We can't promise Mr. Darcy (or even Colin Firth) will be at the 16th annual Jane Austen Festival in Bath this summer. But we can promise bonnets, country dances, dramatic Pride and Prejudice readings, calligraphy workshops, and tours of Bath, where Austen wrote Persuasion and Northanger Abbey. Marking the 200th anniversary of the author's death, the festival will also celebrate the 200th birthday of Northanger Abbey, which was published just after Austen's death at age 41.

You'll need to pace yourself. The 10-day festival in September will feature more than 80 events across Bath, where Austen lived for six years in the early 1800s. Designated a UNESCO World Heritage site, the city is known for its Palladian architecture and Roman baths. Many of Austen's characters, like Anne Elliot, walked the streets of Bath in Austen's novels, and many of those sites can be visited today.

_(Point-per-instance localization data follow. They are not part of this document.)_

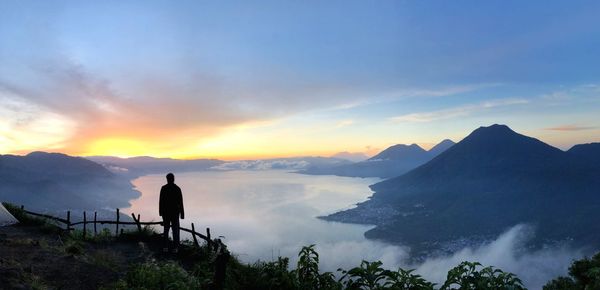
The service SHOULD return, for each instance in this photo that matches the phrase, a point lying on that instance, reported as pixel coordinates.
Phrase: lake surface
(264, 214)
(271, 213)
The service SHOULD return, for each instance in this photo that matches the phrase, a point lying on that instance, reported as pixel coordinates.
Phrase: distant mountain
(408, 153)
(138, 166)
(53, 182)
(391, 162)
(493, 179)
(441, 147)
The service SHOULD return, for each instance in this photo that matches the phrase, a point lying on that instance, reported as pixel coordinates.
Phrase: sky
(257, 79)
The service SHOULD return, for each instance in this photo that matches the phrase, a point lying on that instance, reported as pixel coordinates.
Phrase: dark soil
(31, 258)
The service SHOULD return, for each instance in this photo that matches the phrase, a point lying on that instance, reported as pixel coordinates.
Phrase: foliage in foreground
(583, 274)
(276, 275)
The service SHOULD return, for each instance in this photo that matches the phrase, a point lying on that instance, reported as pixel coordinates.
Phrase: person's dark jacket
(171, 201)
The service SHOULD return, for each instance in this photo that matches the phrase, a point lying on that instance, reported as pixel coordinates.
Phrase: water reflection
(264, 214)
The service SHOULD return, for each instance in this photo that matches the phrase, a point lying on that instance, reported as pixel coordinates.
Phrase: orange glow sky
(233, 81)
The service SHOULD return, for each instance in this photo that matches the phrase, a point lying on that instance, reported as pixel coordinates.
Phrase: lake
(265, 214)
(271, 213)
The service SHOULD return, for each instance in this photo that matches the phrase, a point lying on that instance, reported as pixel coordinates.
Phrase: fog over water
(264, 214)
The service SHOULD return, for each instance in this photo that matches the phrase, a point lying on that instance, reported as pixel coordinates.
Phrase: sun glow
(120, 147)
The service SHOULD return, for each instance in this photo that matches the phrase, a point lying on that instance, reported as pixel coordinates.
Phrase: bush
(154, 275)
(467, 276)
(584, 274)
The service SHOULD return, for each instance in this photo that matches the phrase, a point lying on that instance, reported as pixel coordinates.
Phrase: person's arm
(181, 204)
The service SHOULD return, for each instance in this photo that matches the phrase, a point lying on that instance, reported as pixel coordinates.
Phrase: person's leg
(166, 226)
(176, 231)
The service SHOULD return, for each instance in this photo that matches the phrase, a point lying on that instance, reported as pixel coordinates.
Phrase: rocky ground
(33, 257)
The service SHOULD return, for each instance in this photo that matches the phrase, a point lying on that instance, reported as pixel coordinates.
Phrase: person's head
(170, 178)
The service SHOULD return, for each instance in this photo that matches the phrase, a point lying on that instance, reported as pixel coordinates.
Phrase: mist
(270, 213)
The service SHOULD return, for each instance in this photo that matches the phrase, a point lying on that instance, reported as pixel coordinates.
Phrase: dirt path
(33, 259)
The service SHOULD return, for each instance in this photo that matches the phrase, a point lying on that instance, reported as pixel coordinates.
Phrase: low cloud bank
(507, 252)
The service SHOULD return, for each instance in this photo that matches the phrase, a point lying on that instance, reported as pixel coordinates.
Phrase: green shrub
(467, 276)
(154, 275)
(584, 274)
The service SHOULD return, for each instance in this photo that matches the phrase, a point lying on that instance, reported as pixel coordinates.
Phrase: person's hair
(170, 177)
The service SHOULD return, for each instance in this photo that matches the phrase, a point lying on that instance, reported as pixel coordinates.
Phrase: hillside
(491, 180)
(56, 182)
(391, 162)
(143, 165)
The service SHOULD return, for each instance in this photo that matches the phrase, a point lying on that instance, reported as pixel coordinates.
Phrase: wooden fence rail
(136, 222)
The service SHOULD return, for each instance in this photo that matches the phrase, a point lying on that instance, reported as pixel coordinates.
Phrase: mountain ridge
(492, 179)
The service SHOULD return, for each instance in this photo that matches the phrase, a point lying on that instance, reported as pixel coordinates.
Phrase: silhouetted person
(170, 209)
(221, 259)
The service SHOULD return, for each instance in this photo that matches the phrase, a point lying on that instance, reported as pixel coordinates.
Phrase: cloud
(509, 253)
(456, 111)
(405, 93)
(568, 128)
(344, 123)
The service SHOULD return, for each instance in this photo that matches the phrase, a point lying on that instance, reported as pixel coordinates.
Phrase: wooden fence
(136, 221)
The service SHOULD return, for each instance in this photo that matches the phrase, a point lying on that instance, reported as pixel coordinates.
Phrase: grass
(25, 219)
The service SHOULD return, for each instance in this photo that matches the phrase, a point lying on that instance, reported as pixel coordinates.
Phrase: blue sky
(259, 78)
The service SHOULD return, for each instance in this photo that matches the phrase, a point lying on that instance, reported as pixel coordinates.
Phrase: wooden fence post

Tickets for the September festival go on sale July 1 and you can reserve your spot for a meet & greet with the director of the 1995 film adaptation Pride and Prejudice, a masked ball (and dance classes to prepare you for the quadrille), and a Northanger Abbey tour of Catherine Morland's Bath.

If you can't make it to the festival in the late summer, there are still plenty of ways to channel your inner Austen. Head to Jane Austen's House Museum (the author's former home) in Chawton, about two hours west of London, for programming throughout the year. Or stay at Goodnestone Park, an eighteenth-century Palladian estate in Kent, where Austen was a frequent guest after her brother married into the family.

No matter what you do, just remember, don't follow the rules, embrace your inner indignant Georgian-era woman, and be wary of any British soldiers with bad intentions. It's what Austen and her characters would do, after all.